Monday

I went to see crime writer, Sara Paretsky, speak at the library last night. She was engaging, warm, entertaining and interesting. And her passion for mixing a sense of social responsibility with her writing was infectious.

Why write? To communicate? To communicate what? Our story which we feel compelled to tell, that's often where people start. And, then, maybe, our view of the world, our questions and, perhaps, some of our solutions too.

Why read? Certainly not to be shouted at or lectured to. To be informed, to feel a kindred spirit, to be entertained. What Sara Paretsky manages so well is to interweave the political comment into a story which carries us along and enthralls. That's where her skill lie. It's one I'd like to emulate more.

In her new novel, Hardball, her detective, VI, becomes entangled with a group of socially active nuns, based on a real collection of activist nuns from Chicago. Her description reminded me of my time volunteering in New Orleans where I met the Caritas nuns, the first time I'd spent any significant time with women from a religious community. They impressed me greatly. They had been the first racially mixed order in the deep South and still lived in one of the poorest districts of the city, cheek by jowl with families beset by drug addiction, alcoholism, pitiful housing and lack of hope for the future. The nuns' commitment to quietly working for human justice, through their way of being and actions, was humbling. They also cooked me up the most delicious corn bread I ever tasted.

Wednesday



I'm tethered down low,
yet the trees still grow boldly,
bone straight and stretching.


My lovely volunteer in my WEA funded therapeutic creative writing class hands me an article. Ex-poet Laureate, Andrew Motion, and author David Lodge arguing over whether the growing plethora of creative writing courses being run by universities have any purpose.
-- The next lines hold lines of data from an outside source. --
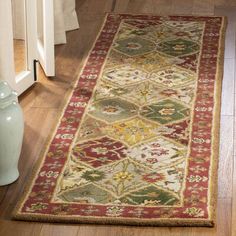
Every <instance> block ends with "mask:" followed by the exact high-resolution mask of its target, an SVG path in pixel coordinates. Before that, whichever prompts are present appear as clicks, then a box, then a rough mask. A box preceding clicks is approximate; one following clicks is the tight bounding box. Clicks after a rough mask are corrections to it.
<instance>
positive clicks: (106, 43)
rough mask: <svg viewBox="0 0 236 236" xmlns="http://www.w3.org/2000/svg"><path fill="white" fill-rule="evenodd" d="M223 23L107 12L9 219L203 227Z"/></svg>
mask: <svg viewBox="0 0 236 236" xmlns="http://www.w3.org/2000/svg"><path fill="white" fill-rule="evenodd" d="M225 27H226V26H225V18H224V17H200V16H168V17H167V16H166V17H163V16H151V15H131V14H108V15H107V17H106V20H105V22H104V25H103V28H102V30H101V32H100V34H99V35H98V37H97V40H96V42H95V44H94V46H93V48H92V50H91V51H90V54H89V56H88V58H87V61H86V63H85V65H84V68H83V70H82V72H81V74H80V76H79V79H78V81H77V83H76V85H75V87H74V89H73V91H72V93H71V95H70V97H69V98H68V100H67V103H66V105H65V107H64V109H63V111H62V114H61V117H60V119H59V121H58V124H57V127H56V128H55V131H54V133H53V134H52V136H51V138H50V140H49V142H48V144H47V146H46V148H45V150H44V152H43V155H42V157H41V159H40V163H39V164H38V166H37V167H36V168H35V171H34V176H33V177H32V179H31V181H30V183H29V185H28V187H27V188H26V190H25V193H24V196H23V197H22V199H21V201H20V202H19V204H18V206H17V209H16V210H15V212H14V218H15V219H19V220H35V221H46V222H69V223H72V222H82V223H103V224H105V223H110V224H131V225H166V226H177V225H185V226H212V225H213V224H214V218H215V206H216V198H217V197H216V188H217V186H216V181H217V163H218V144H219V140H218V139H219V137H218V131H219V115H220V112H219V111H220V94H221V79H222V64H223V49H224V35H225Z"/></svg>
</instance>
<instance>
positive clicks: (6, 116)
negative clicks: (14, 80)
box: [0, 80, 24, 186]
mask: <svg viewBox="0 0 236 236" xmlns="http://www.w3.org/2000/svg"><path fill="white" fill-rule="evenodd" d="M23 133H24V121H23V114H22V110H21V107H20V105H19V104H18V99H17V93H16V92H15V91H13V90H12V89H11V88H10V87H9V85H8V84H7V82H5V81H1V80H0V186H3V185H7V184H10V183H12V182H14V181H15V180H16V179H17V178H18V177H19V171H18V160H19V157H20V152H21V147H22V140H23Z"/></svg>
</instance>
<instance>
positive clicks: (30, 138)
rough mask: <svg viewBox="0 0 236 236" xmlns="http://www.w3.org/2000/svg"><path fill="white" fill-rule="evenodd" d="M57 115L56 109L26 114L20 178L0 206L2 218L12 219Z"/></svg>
mask: <svg viewBox="0 0 236 236" xmlns="http://www.w3.org/2000/svg"><path fill="white" fill-rule="evenodd" d="M57 114H58V111H57V110H55V109H41V108H31V109H29V111H28V112H26V113H25V114H24V116H25V133H24V140H23V146H22V152H21V156H20V160H19V172H20V177H19V179H18V181H16V182H14V183H13V184H11V185H9V188H8V191H7V193H6V194H5V197H4V199H3V201H2V202H1V204H0V209H1V210H0V217H1V218H3V219H8V220H9V219H11V212H12V210H13V208H14V206H15V204H16V202H17V200H18V197H19V196H20V195H21V194H22V190H23V187H24V186H25V183H26V182H27V180H28V177H29V176H30V173H31V170H32V168H33V166H34V164H35V162H36V160H37V159H38V158H39V155H40V152H41V150H42V149H43V147H44V144H45V142H46V139H47V137H48V135H49V133H50V130H51V127H53V124H54V123H55V119H56V117H57ZM44 121H46V122H44ZM5 206H8V207H5Z"/></svg>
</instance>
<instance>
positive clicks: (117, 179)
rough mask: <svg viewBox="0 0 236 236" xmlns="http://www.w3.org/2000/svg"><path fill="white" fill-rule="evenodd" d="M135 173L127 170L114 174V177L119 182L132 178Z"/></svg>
mask: <svg viewBox="0 0 236 236" xmlns="http://www.w3.org/2000/svg"><path fill="white" fill-rule="evenodd" d="M132 178H133V175H132V174H131V173H129V172H127V171H122V172H119V173H117V174H115V175H114V176H113V179H114V180H116V181H117V182H124V181H125V180H131V179H132Z"/></svg>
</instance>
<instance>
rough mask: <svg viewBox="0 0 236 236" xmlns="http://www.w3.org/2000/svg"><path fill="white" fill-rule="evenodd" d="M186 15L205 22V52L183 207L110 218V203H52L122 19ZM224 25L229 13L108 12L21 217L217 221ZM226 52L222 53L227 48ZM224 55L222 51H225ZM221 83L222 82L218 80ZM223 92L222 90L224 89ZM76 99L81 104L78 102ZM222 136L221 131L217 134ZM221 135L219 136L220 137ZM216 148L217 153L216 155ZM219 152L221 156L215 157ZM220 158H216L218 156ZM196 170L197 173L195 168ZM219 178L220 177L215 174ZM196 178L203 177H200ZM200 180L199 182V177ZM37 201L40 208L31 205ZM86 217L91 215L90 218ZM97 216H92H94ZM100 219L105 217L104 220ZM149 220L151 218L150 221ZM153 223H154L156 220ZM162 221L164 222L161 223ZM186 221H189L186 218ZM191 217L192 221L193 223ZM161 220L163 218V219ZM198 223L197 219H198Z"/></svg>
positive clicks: (176, 221)
mask: <svg viewBox="0 0 236 236" xmlns="http://www.w3.org/2000/svg"><path fill="white" fill-rule="evenodd" d="M123 19H141V20H150V21H155V20H160V19H168V20H174V21H179V20H181V21H182V20H184V21H201V22H202V21H203V22H205V32H204V35H203V42H202V51H201V56H200V63H199V65H198V72H199V73H198V88H197V95H196V101H195V108H194V114H193V123H192V124H193V125H192V133H191V141H190V142H191V143H190V155H189V166H188V173H187V179H186V183H185V184H186V187H185V190H184V193H183V194H184V204H183V207H140V206H127V207H124V208H123V211H122V213H121V214H120V215H119V217H115V219H114V218H113V220H112V219H110V217H108V216H106V214H105V212H106V211H107V209H108V208H109V207H110V208H111V207H114V206H109V205H96V204H94V205H91V204H90V205H87V204H64V203H63V204H60V203H52V202H51V199H52V195H53V192H54V188H55V186H56V184H57V178H58V176H59V173H61V172H62V169H63V166H64V164H65V163H66V160H67V156H68V153H69V149H70V145H71V143H72V142H73V138H74V136H75V133H76V131H77V129H78V127H79V125H80V121H81V118H82V116H83V113H84V111H85V109H86V106H87V104H88V102H89V100H90V98H91V96H92V93H93V90H94V87H95V85H96V81H97V79H98V77H99V74H100V72H101V70H102V66H103V64H104V62H105V60H106V56H107V53H108V51H109V49H110V47H111V45H112V42H113V39H114V36H115V34H116V33H117V31H118V28H119V25H120V22H121V20H123ZM223 30H224V18H223V17H198V16H168V17H161V16H150V15H130V14H108V16H107V19H106V21H105V23H104V26H103V29H102V31H101V33H100V35H99V37H98V38H97V41H96V42H95V44H94V47H93V49H92V51H91V52H90V55H89V57H88V59H87V63H86V65H85V66H84V68H83V71H82V73H81V75H80V77H79V80H78V82H77V85H76V86H75V89H74V90H73V93H72V96H71V97H70V99H69V101H68V103H67V106H66V107H65V109H64V114H63V116H62V118H61V119H60V122H59V124H58V126H57V129H56V132H55V134H54V136H53V138H52V140H51V142H50V144H49V146H48V149H47V152H46V154H45V155H44V158H43V162H42V163H41V166H40V168H38V170H37V174H36V175H35V177H34V180H33V181H31V187H30V188H28V190H27V191H28V192H26V194H25V196H24V198H23V199H22V201H21V203H20V204H19V206H18V208H17V210H16V214H15V218H16V219H27V220H41V221H50V220H51V221H62V222H64V221H66V219H67V220H68V221H70V222H73V221H75V222H102V223H127V222H129V223H130V224H136V223H135V222H138V221H140V222H139V223H138V224H149V223H148V221H145V220H150V224H154V225H158V224H159V223H160V222H161V221H162V220H165V219H167V222H166V224H167V225H168V222H171V220H172V222H173V223H169V225H179V224H181V222H182V221H181V220H183V222H182V223H183V224H185V225H188V224H190V225H191V222H193V223H192V225H194V224H195V223H194V222H198V221H199V222H201V223H199V224H200V225H207V223H203V222H208V223H209V222H210V223H209V225H211V224H212V219H213V217H214V216H213V215H214V209H213V207H214V201H215V200H214V198H215V196H214V191H215V190H214V191H213V190H212V187H211V186H210V185H211V184H212V182H213V183H214V181H216V179H212V178H213V176H212V175H215V173H213V171H214V170H213V169H214V168H213V167H212V165H213V162H217V155H218V150H214V149H215V148H216V147H214V143H213V141H214V140H213V139H214V135H215V133H214V132H218V131H217V130H216V131H215V129H216V128H215V127H218V125H217V124H216V122H217V121H215V120H214V119H215V118H214V117H215V111H216V109H219V107H218V108H217V105H216V101H215V95H217V96H220V95H219V94H216V93H215V91H216V87H217V83H219V84H221V81H219V80H221V78H219V77H220V76H218V74H220V73H221V72H220V71H219V70H220V69H219V68H218V65H219V57H218V56H219V53H220V50H221V51H222V50H223V49H222V46H221V45H220V44H221V43H222V41H223V39H222V34H224V32H223ZM221 53H222V52H221ZM221 56H222V54H221ZM218 86H219V85H218ZM218 93H220V91H218ZM75 104H76V105H75ZM216 136H217V135H216ZM217 138H218V136H217ZM213 152H215V153H216V154H214V153H213ZM213 154H214V155H216V156H214V157H213ZM212 158H215V159H216V160H213V159H212ZM215 165H217V164H215ZM196 167H197V168H202V169H205V171H203V172H201V175H199V176H196V171H195V170H196ZM194 171H195V172H194ZM214 177H215V176H214ZM196 178H197V179H198V180H196ZM193 179H195V180H196V181H194V180H193ZM196 189H198V190H199V189H200V198H199V195H198V199H195V197H196V195H195V191H196ZM32 205H34V206H35V207H34V209H35V210H34V211H33V212H30V210H29V207H30V206H32ZM85 219H86V220H85ZM89 219H91V220H89ZM99 219H100V220H99ZM145 222H146V223H145ZM151 222H152V223H151ZM158 222H159V223H158ZM184 222H185V223H184ZM188 222H190V223H188ZM160 224H161V223H160ZM196 225H197V223H196Z"/></svg>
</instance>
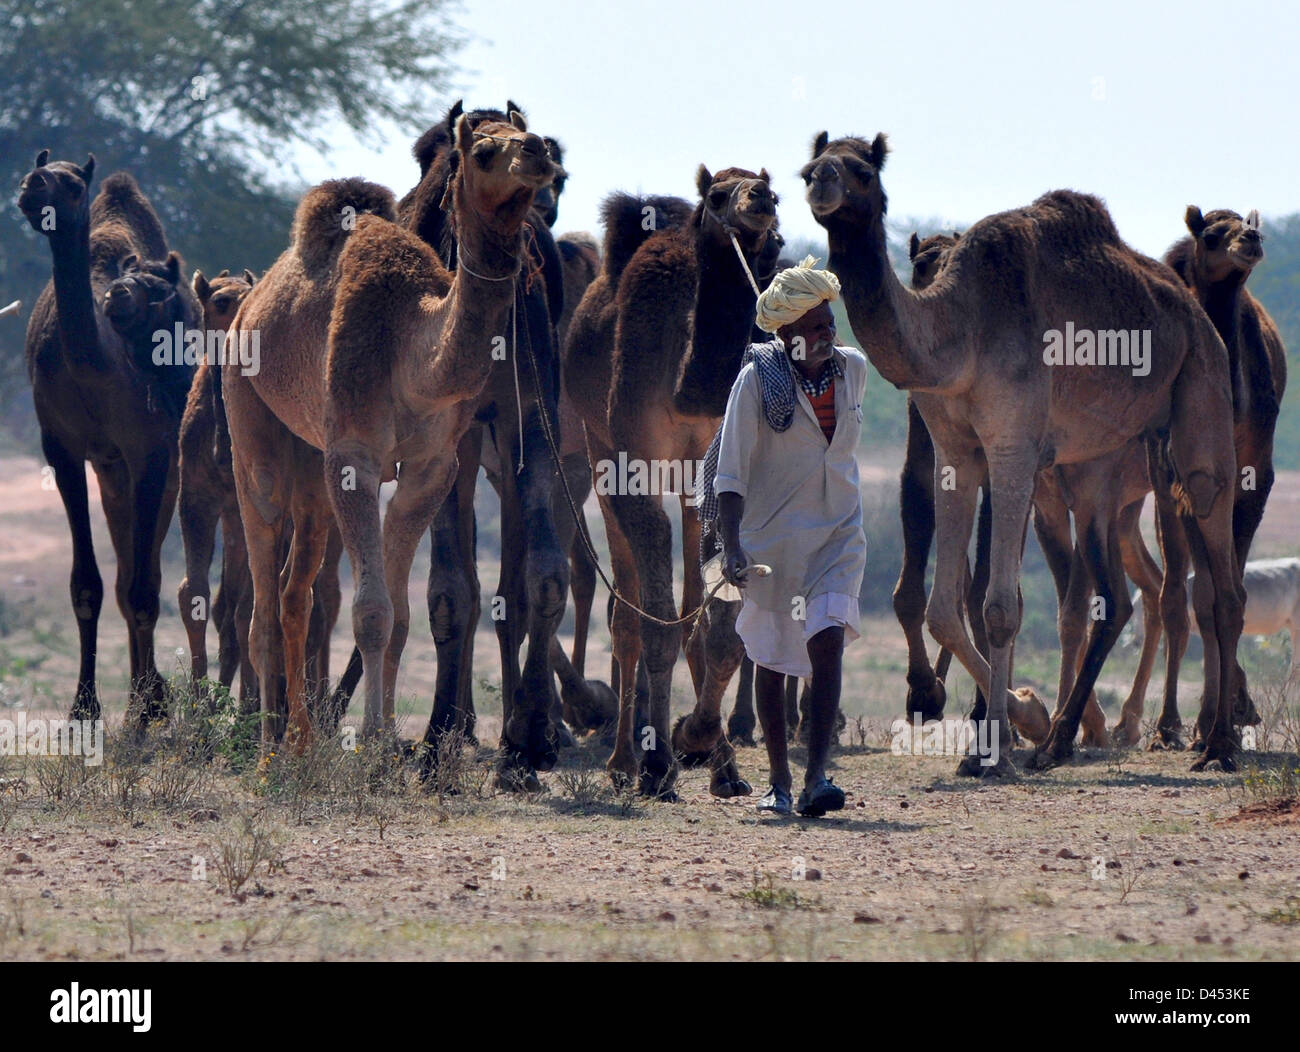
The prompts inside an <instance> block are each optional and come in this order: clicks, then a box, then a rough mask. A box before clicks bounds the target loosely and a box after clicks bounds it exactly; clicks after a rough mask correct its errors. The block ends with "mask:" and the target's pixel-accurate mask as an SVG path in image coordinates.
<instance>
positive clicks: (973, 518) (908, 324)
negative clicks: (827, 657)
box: [801, 131, 1243, 776]
mask: <svg viewBox="0 0 1300 1052" xmlns="http://www.w3.org/2000/svg"><path fill="white" fill-rule="evenodd" d="M887 153H888V143H887V139H885V137H884V135H883V134H879V135H876V138H875V139H872V140H866V139H858V138H844V139H837V140H835V142H833V143H832V142H831V139H829V135H828V134H827V133H826V131H822V133H819V134H818V135H816V138H815V139H814V143H813V157H811V160H810V161H809V163H807V164H806V165H805V166H803V169H802V172H801V174H802V177H803V179H805V183H806V186H807V191H806V196H807V200H809V204H810V207H811V211H813V215H814V218H815V220H816V221H818V222H819V224H820V225H822V226H823V228H826V230H827V235H828V241H829V248H831V259H829V269H832V270H833V272H835V273H836V274H839V277H840V281H841V283H842V289H844V299H845V306H846V308H848V311H849V319H850V321H852V324H853V329H854V333H855V334H857V337H858V339H859V342H861V343H862V346H863V348H865V350H866V351H867V354H868V356H870V359H871V362H872V364H874V365H875V367H876V369H878V372H880V375H881V376H883V377H884V378H885V380H887V381H889V382H892V384H894V385H896V386H898V388H901V389H905V390H909V391H911V395H913V398H914V399H915V403H917V407H918V410H919V412H920V416H922V420H923V421H924V424H926V427H927V429H928V430H930V434H931V438H932V440H933V443H935V456H936V471H935V480H936V486H935V495H936V520H937V521H936V527H937V529H936V532H937V538H939V540H937V560H936V571H935V583H933V588H932V590H931V597H930V603H928V606H927V611H926V620H927V624H928V627H930V629H931V635H933V637H935V638H936V640H937V641H939V642H940V645H943V646H948V648H949V649H952V650H953V653H954V654H956V655H957V658H958V661H961V662H962V664H963V666H965V667H966V670H967V671H969V672H970V674H971V676H972V677H974V679H975V681H976V683H978V684H979V685H980V688H982V689H983V690H984V693H985V697H987V698H988V709H987V714H985V720H987V722H988V723H991V724H992V727H988V728H984V727H982V728H980V730H982V733H985V735H988V736H989V737H987V739H985V740H991V736H992V735H993V733H996V735H997V741H998V744H1000V750H998V756H997V758H996V761H995V758H993V756H985V757H966V758H965V759H963V761H962V762H961V765H959V766H958V772H959V774H963V775H985V776H1014V775H1015V769H1014V765H1013V762H1011V758H1010V754H1009V746H1010V727H1009V720H1008V714H1009V711H1010V710H1011V709H1013V706H1015V705H1017V702H1018V698H1015V696H1014V694H1011V693H1010V690H1009V689H1008V687H1009V674H1010V648H1011V644H1013V642H1014V640H1015V635H1017V631H1018V628H1019V597H1018V592H1019V590H1018V572H1019V553H1021V549H1022V545H1023V536H1024V528H1026V523H1027V519H1028V512H1030V507H1031V502H1032V497H1034V484H1035V477H1036V475H1037V473H1039V471H1040V469H1043V468H1047V467H1053V466H1057V464H1062V466H1070V464H1084V463H1087V462H1088V460H1095V459H1097V458H1099V456H1104V455H1106V454H1109V453H1113V451H1114V450H1118V449H1119V447H1122V446H1125V445H1126V443H1127V442H1130V441H1131V440H1134V438H1139V437H1140V438H1143V440H1144V442H1145V443H1147V447H1148V454H1149V462H1151V475H1152V481H1153V484H1154V488H1156V492H1157V499H1158V501H1160V502H1161V503H1162V506H1164V507H1165V508H1166V511H1170V512H1171V514H1173V516H1174V518H1175V519H1178V520H1180V521H1182V525H1183V527H1184V528H1186V529H1187V531H1188V534H1190V536H1191V537H1192V538H1193V541H1195V542H1193V544H1192V545H1191V547H1192V553H1193V558H1195V560H1196V570H1197V576H1196V611H1197V622H1199V623H1200V625H1201V629H1203V632H1204V633H1205V635H1204V638H1205V640H1206V648H1205V654H1206V661H1205V693H1204V698H1203V706H1201V714H1200V719H1199V724H1200V726H1201V728H1203V731H1204V736H1205V739H1206V750H1205V754H1204V756H1203V757H1201V758H1200V759H1199V761H1196V763H1195V765H1193V769H1196V770H1201V769H1204V767H1205V766H1206V765H1208V763H1210V762H1218V763H1219V765H1221V766H1223V767H1227V769H1230V767H1232V766H1234V765H1235V761H1234V752H1235V749H1236V743H1235V741H1234V739H1232V735H1231V726H1230V717H1231V698H1232V690H1234V667H1235V653H1236V642H1238V637H1239V636H1240V631H1242V605H1243V590H1242V586H1240V573H1239V570H1238V566H1236V557H1235V550H1234V546H1232V528H1231V527H1232V521H1231V520H1232V497H1231V489H1230V486H1231V484H1232V480H1234V479H1235V476H1236V458H1235V453H1234V447H1232V436H1231V428H1230V423H1229V421H1230V420H1231V407H1230V402H1229V386H1227V376H1229V375H1227V356H1226V352H1225V350H1223V345H1222V341H1221V339H1219V337H1218V333H1216V332H1214V326H1213V325H1212V324H1210V322H1209V319H1208V317H1205V315H1204V312H1203V311H1201V309H1200V307H1199V306H1197V304H1196V302H1195V299H1193V298H1192V296H1191V294H1190V293H1188V290H1187V287H1186V286H1184V285H1183V283H1182V281H1180V280H1179V278H1178V276H1177V274H1174V273H1173V272H1171V270H1170V269H1169V268H1166V267H1164V265H1162V264H1160V263H1157V261H1156V260H1151V259H1148V257H1145V256H1141V255H1139V254H1138V252H1135V251H1134V250H1131V248H1130V247H1128V246H1126V244H1125V243H1123V242H1122V241H1121V238H1119V234H1118V231H1117V230H1115V228H1114V224H1113V221H1112V220H1110V216H1109V213H1108V212H1106V209H1105V205H1102V203H1101V202H1100V200H1099V199H1096V198H1092V196H1088V195H1084V194H1076V192H1074V191H1065V190H1058V191H1053V192H1049V194H1045V195H1043V196H1041V198H1039V199H1037V200H1036V202H1034V204H1031V205H1028V207H1027V208H1021V209H1014V211H1010V212H1002V213H997V215H993V216H988V217H985V218H984V220H982V221H980V222H978V224H975V226H972V228H971V229H970V230H967V231H966V233H965V234H963V235H962V238H961V241H959V242H958V243H957V246H956V247H954V248H953V250H952V254H950V255H949V257H948V261H946V264H945V265H944V268H943V270H941V272H940V274H939V277H937V280H936V281H935V283H933V285H931V287H930V289H927V290H926V291H923V293H914V291H911V290H909V289H906V287H904V286H902V283H901V282H900V281H898V278H897V277H896V276H894V273H893V269H892V267H891V264H889V256H888V251H887V247H885V231H884V215H885V208H887V198H885V194H884V190H883V187H881V182H880V170H881V168H883V165H884V161H885V156H887ZM1031 289H1032V290H1034V295H1032V298H1031V296H1028V295H1027V294H1026V290H1031ZM1119 319H1123V324H1125V325H1126V326H1134V325H1136V328H1138V329H1139V330H1145V332H1149V334H1151V346H1152V347H1156V348H1158V351H1160V352H1158V354H1152V355H1148V356H1147V360H1145V371H1144V369H1143V368H1141V367H1139V364H1138V363H1136V360H1134V362H1131V363H1122V364H1121V363H1119V362H1118V359H1115V364H1108V365H1097V364H1087V358H1084V364H1079V365H1069V364H1065V363H1066V362H1070V360H1073V351H1074V346H1071V356H1070V358H1067V356H1066V355H1065V352H1063V350H1062V345H1063V337H1062V330H1065V332H1069V333H1071V334H1073V333H1074V332H1075V328H1076V326H1078V329H1079V330H1084V332H1088V333H1097V332H1114V326H1115V325H1118V324H1119ZM1078 346H1080V347H1086V346H1087V345H1086V343H1079V345H1078ZM1093 351H1095V345H1093ZM1092 360H1093V362H1095V355H1093V359H1092ZM1044 365H1048V368H1044ZM1130 365H1131V367H1130ZM1099 424H1102V425H1100V427H1099ZM985 476H987V477H988V481H989V495H991V505H992V541H991V555H989V584H988V592H987V598H985V601H984V622H985V629H987V632H988V642H989V654H991V657H989V659H988V661H985V659H984V658H983V657H982V655H980V653H979V650H978V649H976V648H975V645H974V642H972V641H971V638H970V636H969V633H967V631H966V627H965V624H963V622H962V616H961V605H962V597H963V594H965V571H966V547H967V544H969V540H970V531H971V524H972V519H974V514H975V501H976V497H978V490H979V485H980V482H983V480H984V477H985ZM1089 547H1096V546H1095V545H1092V546H1089ZM1089 554H1091V553H1089ZM1106 570H1109V567H1106V566H1104V564H1101V560H1096V564H1095V571H1096V572H1099V576H1104V573H1105V571H1106ZM1166 576H1167V575H1166ZM1119 590H1121V592H1122V593H1123V597H1125V599H1127V592H1126V589H1123V588H1121V589H1119ZM1114 598H1115V599H1117V602H1113V603H1108V606H1110V607H1112V609H1115V610H1117V616H1115V619H1114V620H1112V622H1104V623H1100V628H1099V623H1095V624H1093V629H1092V631H1091V633H1089V641H1088V653H1087V662H1086V675H1082V676H1079V677H1078V679H1076V680H1075V684H1074V688H1073V689H1071V692H1070V696H1069V698H1067V700H1066V702H1065V705H1063V707H1061V709H1060V711H1058V715H1057V718H1056V719H1054V720H1053V723H1052V730H1050V732H1049V735H1048V739H1047V741H1044V743H1043V744H1041V745H1040V746H1039V749H1037V752H1036V753H1035V754H1034V756H1032V757H1031V766H1035V767H1037V766H1050V765H1052V763H1057V762H1061V761H1062V759H1065V758H1066V757H1069V756H1070V754H1071V752H1073V749H1074V744H1073V743H1074V736H1075V733H1076V732H1078V728H1079V719H1080V717H1082V714H1083V709H1084V705H1086V702H1087V697H1088V694H1089V693H1091V687H1092V684H1091V683H1089V681H1088V679H1089V677H1088V675H1087V672H1088V671H1089V670H1092V671H1096V670H1097V668H1100V663H1099V661H1097V658H1099V654H1104V651H1105V650H1108V649H1109V645H1110V644H1112V642H1113V641H1114V640H1113V636H1114V635H1118V629H1121V628H1122V627H1123V620H1122V616H1121V615H1123V616H1126V611H1125V610H1123V606H1122V605H1119V603H1118V597H1114ZM984 761H988V762H984Z"/></svg>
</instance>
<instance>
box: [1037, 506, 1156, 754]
mask: <svg viewBox="0 0 1300 1052" xmlns="http://www.w3.org/2000/svg"><path fill="white" fill-rule="evenodd" d="M1078 521H1079V544H1078V549H1079V551H1080V555H1082V558H1083V559H1086V560H1087V564H1088V570H1089V571H1091V576H1092V579H1093V583H1095V584H1096V589H1097V598H1099V599H1100V601H1101V609H1102V612H1104V615H1102V616H1101V618H1093V619H1091V623H1089V625H1088V640H1087V646H1086V651H1084V655H1083V662H1082V664H1080V667H1079V674H1078V676H1076V677H1075V680H1074V684H1073V687H1071V689H1070V694H1069V697H1067V698H1066V701H1065V704H1063V705H1058V707H1057V714H1056V715H1054V718H1053V720H1052V731H1050V733H1049V735H1048V740H1047V741H1045V743H1044V744H1043V745H1041V746H1039V749H1037V752H1036V753H1035V756H1034V758H1032V761H1031V763H1032V766H1035V767H1037V769H1044V767H1049V766H1052V765H1054V763H1058V762H1061V761H1063V759H1066V758H1067V757H1070V756H1071V754H1073V753H1074V737H1075V735H1076V733H1078V731H1079V723H1080V720H1082V719H1083V715H1084V710H1086V707H1087V705H1088V702H1089V700H1091V697H1092V688H1093V685H1095V684H1096V680H1097V676H1099V675H1100V674H1101V667H1102V664H1104V663H1105V661H1106V658H1108V657H1109V654H1110V650H1112V648H1113V646H1114V644H1115V640H1118V638H1119V633H1121V632H1122V631H1123V627H1125V625H1126V624H1127V623H1128V618H1130V616H1131V615H1132V602H1131V599H1130V598H1128V588H1127V584H1126V580H1125V573H1123V558H1122V555H1121V553H1119V538H1118V531H1115V529H1114V528H1112V525H1110V521H1109V518H1108V516H1106V515H1105V514H1093V515H1087V516H1084V515H1080V516H1079V518H1078ZM1067 657H1069V655H1066V654H1062V663H1065V661H1066V659H1067Z"/></svg>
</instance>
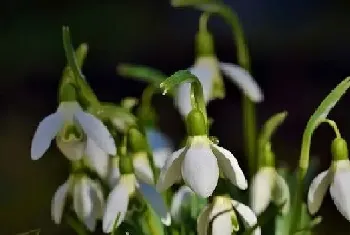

It's a discussion that swirls around and comes to the surface every now and again. Yet we never see art or music or drama degrees being questioned. It's as if an aptitude for writing, alone of the creative arts, has to be divinely given and then developed through a lonely apprenticeship in a garret.

Can talent be taught or is it innately present? In my experience, there are some students who appear to have a particular feel for words and are able to experiment in evocative and innovative ways. But is this because they have given themselves permission to explore, play and commit themselves to their creative process?

Even if the spark is present - whether naturally or by design - more is required. Motivation; openness to feedback from others; technique; a voracious appetite for reading; regular practise - a writer is one who writes; an awareness of, and engagement with, the literary movements of the time. All these should come from a well taught creative writing course.

Interestingly, Lodge's main gripe was that universities were churning out writers who could only produce formulaic pieces. I think he is shooting at the wrong target. Publishers and their - our? - obsession with celebrity and product are doing that quite unaided. Students may decide to write to a formula, but that's because that's what will get them published. Lodge claims that in publishing originality and good writing will out - who is he trying to kid?

The article gave the number of authors who had been on short lists for literary prizes and had also been on a university creative writing course. It was high - especially for poets, that side of our demon art which is supposed to be more god-given than any other. Now surely that must be telling us something?

Monday

The first day of the second month of the first year of the second decade of the twenty-first century and last night the lightly gilded full moon hung heavy over the fulminating waves.

I go to pick up my collages. I am led into a back room, a small square holding cell, with a large wooden scaffold of shelves along one wall. A morgue for creativity. The un-chosen are propped against each other, flat fish filleted, waiting to be smoked.

I take my precious pair back out into the lobby and begin to wrap them gently for the journey home. The woman behind the counter addresses me. I recognise her. She was one of the choosers. "Perhaps," she says brightly, "you would like to go up and see the exhibition?" Would I hell. I smile back sweetly and say I don't have the time.

Don't they teach empathy at art gallery curator's school?